Christina Anderson’s promising but frustrating new play about a troubled marriage combines two stylistically different narratives.

LaChanze and Angela Lewis in Inked Baby
(© Joan Marcus)
LaChanze and Angela Lewis in Inked Baby
(© Joan Marcus)

There’s a compelling story buried somewhere in Christina Anderson’s promising, yet frustrating new play, Inked Baby, now making its world premiere at Playwrights Horizons. There may even be two compelling stories within this 85-minute work. Unfortunately, the playwright’s insistence on combining two stylistically different narratives has yielded choppy, unsatisfying results, with neither storyline benefiting from being linked to the other.

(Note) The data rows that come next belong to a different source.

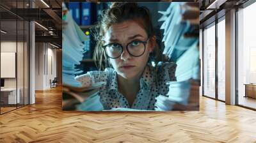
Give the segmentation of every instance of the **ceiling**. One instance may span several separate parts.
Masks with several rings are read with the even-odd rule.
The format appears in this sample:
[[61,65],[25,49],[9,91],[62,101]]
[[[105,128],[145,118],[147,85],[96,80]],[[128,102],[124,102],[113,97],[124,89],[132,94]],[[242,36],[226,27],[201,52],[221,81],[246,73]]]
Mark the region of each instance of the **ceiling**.
[[196,0],[200,6],[200,28],[225,15],[226,11],[238,8],[248,0]]

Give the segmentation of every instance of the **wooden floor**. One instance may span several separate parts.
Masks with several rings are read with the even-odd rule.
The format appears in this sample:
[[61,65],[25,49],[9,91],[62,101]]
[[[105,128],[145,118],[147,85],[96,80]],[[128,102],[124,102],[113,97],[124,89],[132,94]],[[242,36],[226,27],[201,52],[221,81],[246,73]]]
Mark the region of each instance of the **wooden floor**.
[[256,142],[256,112],[200,97],[200,110],[61,110],[61,89],[0,116],[0,142]]

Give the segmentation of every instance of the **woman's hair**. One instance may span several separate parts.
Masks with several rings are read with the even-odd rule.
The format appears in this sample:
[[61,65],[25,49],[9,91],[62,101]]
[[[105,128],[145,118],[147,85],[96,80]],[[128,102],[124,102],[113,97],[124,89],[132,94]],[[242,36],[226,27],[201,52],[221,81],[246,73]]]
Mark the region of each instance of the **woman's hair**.
[[[94,38],[97,41],[93,54],[93,59],[98,68],[100,70],[104,61],[105,66],[110,66],[104,49],[102,40],[106,31],[113,24],[132,20],[139,22],[147,32],[150,39],[154,36],[151,15],[148,8],[139,6],[136,3],[113,3],[110,8],[102,12],[100,20],[93,29]],[[99,65],[97,62],[99,62]],[[103,68],[104,68],[104,67]]]

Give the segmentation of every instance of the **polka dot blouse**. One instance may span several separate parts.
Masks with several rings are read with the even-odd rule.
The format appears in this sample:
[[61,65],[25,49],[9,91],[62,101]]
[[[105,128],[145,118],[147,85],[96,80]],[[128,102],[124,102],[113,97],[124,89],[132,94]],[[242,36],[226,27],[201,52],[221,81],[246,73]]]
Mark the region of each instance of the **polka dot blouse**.
[[168,81],[176,81],[175,72],[177,64],[174,63],[159,63],[156,67],[147,65],[140,80],[140,89],[130,107],[126,98],[119,91],[117,73],[113,68],[104,71],[89,72],[76,77],[83,86],[90,86],[97,82],[106,82],[100,88],[99,96],[104,110],[112,108],[131,108],[139,110],[154,110],[159,95],[166,95],[169,90]]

The primary plot revolves around married couple Gloria (LaChanze) and Greer (Damon Gupton), who have enlisted Gloria’s sister, Lena (Angela Lewis) to be the birth mother for the child that Gloria and Greer are unable to have themselves. Having spent the bulk of their savings on medical treatments that failed to produce a pregnancy that Gloria could carry to term, they’ve decided to conceive the child by more natural means. There’s plenty of dramatic potential in this setup, and the play begins promisingly with a tender and awkward interaction between Greer and Lena, as they prepare to engage in sexual intercourse. The inevitable emotional and psychological repercussions of this act are plausibly introduced and tentatively explored, without resorting to cliché.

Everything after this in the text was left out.